In Chapter 7, your retirement accounts will usually be safe, and you won’t have to use that money to pay off debts. The law protects these accounts so you can still have money for the future.
With Chapter 13, you also get to keep your retirement savings. Plus, the court will look at your whole financial situation and devise a plan that lets you keep saving for retirement while you pay back some debts.
Strategic Considerations for Protecting Retirement Funds
When you file for bankruptcy, you must be honest and tell the court about everything you own, including your retirement accounts. Being honest helps make sure your retirement money is protected.
You can use special rules called “exemptions” to protect your retirement money in bankruptcy. These rules say what you get to keep away from creditors. You might choose between state and federal rules to find the best protection depending on your situation.
Suppose you want to know more about the protections you have against creditors. In that case, you can read our previous article Defending Your Rights: What You Need to Know About Creditor Harassment Laws in Bankruptcy.
Talking to a bankruptcy lawyer is a smart move. At C. Scott Kirk Law Offices, we can help you understand how to protect your retirement savings and guide you through the bankruptcy process.
It is very important to plan how to handle your money, especially when considering bankruptcy. Knowing how bankruptcy affects your retirement can help you make better decisions for your future.

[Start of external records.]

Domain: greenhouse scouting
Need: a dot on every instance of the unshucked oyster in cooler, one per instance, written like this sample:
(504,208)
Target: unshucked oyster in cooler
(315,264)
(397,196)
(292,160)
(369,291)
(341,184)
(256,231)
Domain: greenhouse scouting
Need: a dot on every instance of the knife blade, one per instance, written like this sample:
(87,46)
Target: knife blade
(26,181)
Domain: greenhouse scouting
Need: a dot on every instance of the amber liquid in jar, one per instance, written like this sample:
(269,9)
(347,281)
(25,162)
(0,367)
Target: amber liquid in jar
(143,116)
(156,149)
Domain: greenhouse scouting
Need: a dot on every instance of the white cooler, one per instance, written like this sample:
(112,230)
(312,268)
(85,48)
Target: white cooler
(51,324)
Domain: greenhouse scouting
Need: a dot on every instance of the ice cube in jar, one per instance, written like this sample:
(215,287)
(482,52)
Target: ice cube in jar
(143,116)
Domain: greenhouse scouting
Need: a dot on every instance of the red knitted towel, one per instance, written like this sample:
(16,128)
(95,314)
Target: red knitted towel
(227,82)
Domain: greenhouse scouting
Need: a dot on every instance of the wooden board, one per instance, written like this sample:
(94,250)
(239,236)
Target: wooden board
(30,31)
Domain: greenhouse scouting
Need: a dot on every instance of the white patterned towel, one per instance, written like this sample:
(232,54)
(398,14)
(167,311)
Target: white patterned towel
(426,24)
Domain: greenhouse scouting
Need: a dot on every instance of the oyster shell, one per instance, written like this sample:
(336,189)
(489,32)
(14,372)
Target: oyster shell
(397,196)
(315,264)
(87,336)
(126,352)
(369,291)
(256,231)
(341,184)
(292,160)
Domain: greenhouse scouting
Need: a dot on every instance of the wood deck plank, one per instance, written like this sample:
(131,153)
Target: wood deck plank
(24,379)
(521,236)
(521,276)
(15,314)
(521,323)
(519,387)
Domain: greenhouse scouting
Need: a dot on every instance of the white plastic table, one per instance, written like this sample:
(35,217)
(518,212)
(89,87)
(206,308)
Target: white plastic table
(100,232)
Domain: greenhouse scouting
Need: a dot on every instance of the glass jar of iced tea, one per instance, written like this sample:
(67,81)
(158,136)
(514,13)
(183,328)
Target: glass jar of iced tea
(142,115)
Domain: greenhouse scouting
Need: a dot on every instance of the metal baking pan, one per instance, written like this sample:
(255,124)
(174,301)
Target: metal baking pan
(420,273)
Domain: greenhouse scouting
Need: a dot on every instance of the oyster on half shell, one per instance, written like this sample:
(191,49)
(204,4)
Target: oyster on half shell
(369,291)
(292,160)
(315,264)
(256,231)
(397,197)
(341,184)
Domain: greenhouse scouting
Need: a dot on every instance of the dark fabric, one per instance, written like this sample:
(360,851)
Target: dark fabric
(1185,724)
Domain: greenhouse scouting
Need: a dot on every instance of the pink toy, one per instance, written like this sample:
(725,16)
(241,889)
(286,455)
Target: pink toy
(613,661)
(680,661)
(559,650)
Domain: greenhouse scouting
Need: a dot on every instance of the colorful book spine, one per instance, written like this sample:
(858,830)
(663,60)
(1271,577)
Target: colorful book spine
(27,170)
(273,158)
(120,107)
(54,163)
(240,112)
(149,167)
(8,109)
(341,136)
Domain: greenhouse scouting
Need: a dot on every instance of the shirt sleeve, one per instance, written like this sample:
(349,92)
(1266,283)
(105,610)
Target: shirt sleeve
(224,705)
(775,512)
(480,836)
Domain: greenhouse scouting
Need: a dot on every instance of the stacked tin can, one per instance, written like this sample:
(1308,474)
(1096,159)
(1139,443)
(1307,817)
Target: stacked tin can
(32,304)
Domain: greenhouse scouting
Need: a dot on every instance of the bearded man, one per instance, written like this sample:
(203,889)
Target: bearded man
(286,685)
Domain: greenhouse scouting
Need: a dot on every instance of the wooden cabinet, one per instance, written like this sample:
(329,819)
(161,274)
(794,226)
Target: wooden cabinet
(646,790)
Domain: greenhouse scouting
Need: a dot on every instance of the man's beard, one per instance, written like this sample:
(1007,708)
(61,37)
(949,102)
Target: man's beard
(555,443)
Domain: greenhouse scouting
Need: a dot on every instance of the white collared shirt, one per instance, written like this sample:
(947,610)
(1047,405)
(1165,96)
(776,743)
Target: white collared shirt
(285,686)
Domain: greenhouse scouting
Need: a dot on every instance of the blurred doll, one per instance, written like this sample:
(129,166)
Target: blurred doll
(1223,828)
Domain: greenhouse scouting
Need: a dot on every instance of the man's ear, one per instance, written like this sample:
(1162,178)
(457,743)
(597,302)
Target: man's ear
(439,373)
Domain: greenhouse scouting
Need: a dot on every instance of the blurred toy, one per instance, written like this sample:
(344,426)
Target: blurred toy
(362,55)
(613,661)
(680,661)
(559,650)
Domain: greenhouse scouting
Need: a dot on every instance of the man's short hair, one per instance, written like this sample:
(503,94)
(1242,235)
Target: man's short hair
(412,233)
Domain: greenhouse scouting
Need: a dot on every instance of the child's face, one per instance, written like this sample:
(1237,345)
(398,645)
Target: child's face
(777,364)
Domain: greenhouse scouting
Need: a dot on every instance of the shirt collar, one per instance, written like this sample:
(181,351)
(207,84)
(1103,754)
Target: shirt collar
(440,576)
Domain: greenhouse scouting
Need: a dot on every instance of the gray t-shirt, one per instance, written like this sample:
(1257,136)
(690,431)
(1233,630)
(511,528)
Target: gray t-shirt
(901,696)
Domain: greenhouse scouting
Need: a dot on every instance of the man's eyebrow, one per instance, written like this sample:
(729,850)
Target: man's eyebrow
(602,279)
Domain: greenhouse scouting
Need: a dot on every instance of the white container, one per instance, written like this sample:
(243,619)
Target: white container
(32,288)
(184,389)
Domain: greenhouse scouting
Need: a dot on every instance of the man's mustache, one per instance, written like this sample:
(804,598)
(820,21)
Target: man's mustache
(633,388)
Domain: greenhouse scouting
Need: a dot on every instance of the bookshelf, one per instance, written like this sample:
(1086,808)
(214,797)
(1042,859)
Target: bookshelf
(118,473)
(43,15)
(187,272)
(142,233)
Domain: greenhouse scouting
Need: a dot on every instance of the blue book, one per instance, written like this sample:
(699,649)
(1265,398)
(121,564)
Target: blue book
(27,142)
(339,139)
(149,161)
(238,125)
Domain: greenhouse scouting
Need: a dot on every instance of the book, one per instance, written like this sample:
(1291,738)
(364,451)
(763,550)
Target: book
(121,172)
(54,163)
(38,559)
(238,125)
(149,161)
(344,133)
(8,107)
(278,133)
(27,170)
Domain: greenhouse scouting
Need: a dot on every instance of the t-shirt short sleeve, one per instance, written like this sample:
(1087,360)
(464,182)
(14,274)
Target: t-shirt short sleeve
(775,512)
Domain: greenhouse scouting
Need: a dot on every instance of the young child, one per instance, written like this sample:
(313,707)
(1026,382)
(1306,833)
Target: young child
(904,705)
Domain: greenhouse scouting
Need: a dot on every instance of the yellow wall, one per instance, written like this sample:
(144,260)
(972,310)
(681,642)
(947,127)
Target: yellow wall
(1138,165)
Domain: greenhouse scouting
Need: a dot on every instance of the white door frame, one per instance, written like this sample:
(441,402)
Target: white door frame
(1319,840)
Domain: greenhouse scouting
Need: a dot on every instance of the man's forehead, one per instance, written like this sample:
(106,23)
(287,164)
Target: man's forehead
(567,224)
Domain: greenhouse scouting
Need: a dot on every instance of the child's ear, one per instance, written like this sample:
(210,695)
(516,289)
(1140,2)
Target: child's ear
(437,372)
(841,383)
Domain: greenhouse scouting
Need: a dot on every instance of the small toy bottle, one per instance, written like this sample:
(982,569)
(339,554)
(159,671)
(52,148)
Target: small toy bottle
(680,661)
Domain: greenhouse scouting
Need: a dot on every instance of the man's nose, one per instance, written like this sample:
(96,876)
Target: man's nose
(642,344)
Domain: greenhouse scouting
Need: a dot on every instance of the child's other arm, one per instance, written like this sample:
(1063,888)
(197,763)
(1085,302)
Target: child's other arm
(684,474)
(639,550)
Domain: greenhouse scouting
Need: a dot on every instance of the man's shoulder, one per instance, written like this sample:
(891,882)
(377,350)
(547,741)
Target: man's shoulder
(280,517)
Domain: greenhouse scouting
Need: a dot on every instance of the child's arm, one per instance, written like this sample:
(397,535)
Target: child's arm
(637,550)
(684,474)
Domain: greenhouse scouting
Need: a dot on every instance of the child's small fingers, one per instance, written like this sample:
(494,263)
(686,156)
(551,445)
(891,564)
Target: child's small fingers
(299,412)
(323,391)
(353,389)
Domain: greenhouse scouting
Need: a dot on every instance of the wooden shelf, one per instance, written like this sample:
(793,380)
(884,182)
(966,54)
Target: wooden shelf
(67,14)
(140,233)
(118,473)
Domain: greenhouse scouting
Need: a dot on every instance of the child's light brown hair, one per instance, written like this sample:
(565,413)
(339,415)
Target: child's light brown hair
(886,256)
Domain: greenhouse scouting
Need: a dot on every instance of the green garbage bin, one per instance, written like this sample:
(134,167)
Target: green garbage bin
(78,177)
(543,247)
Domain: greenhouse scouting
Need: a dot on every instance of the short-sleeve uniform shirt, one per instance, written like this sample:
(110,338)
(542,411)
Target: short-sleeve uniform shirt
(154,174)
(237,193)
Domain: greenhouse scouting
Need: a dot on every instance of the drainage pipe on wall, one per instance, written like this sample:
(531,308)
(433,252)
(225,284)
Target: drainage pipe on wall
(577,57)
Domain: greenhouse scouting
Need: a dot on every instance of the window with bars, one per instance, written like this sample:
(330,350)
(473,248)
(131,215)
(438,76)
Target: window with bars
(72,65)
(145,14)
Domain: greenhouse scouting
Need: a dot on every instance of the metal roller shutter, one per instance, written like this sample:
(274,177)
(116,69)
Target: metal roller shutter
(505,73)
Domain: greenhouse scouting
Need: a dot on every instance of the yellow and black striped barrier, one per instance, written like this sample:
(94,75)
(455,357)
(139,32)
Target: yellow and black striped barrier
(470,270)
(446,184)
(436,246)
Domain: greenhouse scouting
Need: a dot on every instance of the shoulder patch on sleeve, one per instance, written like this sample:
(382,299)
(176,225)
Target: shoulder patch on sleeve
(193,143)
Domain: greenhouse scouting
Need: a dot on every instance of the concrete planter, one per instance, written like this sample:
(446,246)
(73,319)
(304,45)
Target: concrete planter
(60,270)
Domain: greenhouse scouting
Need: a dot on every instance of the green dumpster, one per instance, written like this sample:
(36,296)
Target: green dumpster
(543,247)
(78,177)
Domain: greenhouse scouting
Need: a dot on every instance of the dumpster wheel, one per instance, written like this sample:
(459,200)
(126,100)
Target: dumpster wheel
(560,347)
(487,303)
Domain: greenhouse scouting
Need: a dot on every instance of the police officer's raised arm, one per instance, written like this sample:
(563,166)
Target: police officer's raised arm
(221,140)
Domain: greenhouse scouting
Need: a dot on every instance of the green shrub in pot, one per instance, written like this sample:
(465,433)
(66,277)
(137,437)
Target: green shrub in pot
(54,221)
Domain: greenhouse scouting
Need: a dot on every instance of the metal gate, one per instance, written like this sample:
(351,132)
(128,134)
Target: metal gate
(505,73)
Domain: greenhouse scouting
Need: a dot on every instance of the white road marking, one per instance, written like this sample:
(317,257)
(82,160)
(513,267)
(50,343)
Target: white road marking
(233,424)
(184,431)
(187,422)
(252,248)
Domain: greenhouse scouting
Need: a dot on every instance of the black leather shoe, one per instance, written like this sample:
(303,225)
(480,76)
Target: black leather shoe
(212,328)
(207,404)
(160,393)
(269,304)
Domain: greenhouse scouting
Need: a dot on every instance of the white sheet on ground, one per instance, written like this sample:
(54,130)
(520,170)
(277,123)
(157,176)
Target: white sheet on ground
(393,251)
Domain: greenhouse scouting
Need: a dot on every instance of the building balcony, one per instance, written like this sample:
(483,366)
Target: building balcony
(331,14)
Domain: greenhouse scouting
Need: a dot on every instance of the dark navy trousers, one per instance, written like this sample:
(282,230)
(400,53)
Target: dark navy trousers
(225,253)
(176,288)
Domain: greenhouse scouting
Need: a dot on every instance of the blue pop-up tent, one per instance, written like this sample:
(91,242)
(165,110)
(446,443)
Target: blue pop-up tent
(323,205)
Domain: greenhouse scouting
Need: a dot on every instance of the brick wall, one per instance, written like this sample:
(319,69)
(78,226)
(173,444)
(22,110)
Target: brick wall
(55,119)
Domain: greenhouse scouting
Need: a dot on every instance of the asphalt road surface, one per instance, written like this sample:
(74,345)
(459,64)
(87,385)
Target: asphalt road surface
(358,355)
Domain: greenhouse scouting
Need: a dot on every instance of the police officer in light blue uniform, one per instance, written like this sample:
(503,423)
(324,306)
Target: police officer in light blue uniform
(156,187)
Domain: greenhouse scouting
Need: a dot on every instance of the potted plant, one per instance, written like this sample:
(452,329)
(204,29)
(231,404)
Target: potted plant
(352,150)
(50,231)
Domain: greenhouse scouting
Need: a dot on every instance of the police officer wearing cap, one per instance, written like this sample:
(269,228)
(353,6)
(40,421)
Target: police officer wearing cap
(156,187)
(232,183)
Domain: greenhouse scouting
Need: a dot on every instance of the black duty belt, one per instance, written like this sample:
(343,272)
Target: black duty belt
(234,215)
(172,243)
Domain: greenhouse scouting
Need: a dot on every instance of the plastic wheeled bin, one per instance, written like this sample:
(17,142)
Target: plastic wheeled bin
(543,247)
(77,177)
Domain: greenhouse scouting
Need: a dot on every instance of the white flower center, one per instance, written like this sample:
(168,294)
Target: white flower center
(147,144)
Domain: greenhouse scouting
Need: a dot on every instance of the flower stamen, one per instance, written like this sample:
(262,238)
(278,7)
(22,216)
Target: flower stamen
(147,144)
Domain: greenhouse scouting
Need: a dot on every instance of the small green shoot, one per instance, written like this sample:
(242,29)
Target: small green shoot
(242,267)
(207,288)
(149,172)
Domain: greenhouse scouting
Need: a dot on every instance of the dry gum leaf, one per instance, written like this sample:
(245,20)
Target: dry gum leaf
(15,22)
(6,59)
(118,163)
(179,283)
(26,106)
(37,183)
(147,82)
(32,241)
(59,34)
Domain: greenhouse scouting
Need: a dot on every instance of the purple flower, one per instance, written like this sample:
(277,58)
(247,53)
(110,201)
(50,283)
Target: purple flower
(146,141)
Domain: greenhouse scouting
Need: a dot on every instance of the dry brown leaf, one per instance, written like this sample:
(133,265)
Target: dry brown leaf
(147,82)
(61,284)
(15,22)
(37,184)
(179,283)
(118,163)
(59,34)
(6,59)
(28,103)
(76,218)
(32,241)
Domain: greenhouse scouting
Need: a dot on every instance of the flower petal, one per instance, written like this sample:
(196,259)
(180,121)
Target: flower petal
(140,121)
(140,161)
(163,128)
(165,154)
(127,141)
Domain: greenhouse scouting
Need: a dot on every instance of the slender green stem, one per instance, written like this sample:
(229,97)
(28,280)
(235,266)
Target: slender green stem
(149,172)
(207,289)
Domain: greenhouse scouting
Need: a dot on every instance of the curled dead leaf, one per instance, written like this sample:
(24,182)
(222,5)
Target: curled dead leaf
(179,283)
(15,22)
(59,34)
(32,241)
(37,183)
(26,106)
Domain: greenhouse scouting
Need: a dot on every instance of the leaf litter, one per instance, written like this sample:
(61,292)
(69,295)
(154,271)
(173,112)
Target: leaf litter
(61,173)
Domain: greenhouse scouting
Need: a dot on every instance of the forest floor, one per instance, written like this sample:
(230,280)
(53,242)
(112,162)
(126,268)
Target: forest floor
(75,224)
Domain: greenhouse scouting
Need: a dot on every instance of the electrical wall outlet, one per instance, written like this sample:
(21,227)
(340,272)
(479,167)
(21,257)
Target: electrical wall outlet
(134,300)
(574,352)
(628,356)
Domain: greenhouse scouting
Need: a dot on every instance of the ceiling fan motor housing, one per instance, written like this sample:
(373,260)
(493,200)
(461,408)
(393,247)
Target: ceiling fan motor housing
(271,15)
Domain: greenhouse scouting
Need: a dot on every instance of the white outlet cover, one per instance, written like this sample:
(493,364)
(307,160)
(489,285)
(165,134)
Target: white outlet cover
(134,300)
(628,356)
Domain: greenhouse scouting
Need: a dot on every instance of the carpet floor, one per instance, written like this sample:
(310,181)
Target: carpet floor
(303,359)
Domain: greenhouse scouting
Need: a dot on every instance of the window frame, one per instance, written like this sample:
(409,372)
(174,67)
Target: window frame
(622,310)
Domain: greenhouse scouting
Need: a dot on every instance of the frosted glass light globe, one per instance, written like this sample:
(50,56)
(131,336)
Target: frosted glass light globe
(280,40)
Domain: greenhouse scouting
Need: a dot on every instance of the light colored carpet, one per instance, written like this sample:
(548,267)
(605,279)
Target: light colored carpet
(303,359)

Filing for bankruptcy might seem scary, especially when you’re worried about your future and retirement savings. But in most cases, your retirement money will be safe. If you’re considering bankruptcy, getting professional advice can help. At C. Scott Kirk Law Offices, we’ll ensure you understand your rights and help you protect what you’ve saved for the future. Remember, understanding how bankruptcy affects your retirement savings is a key step toward managing your financial health.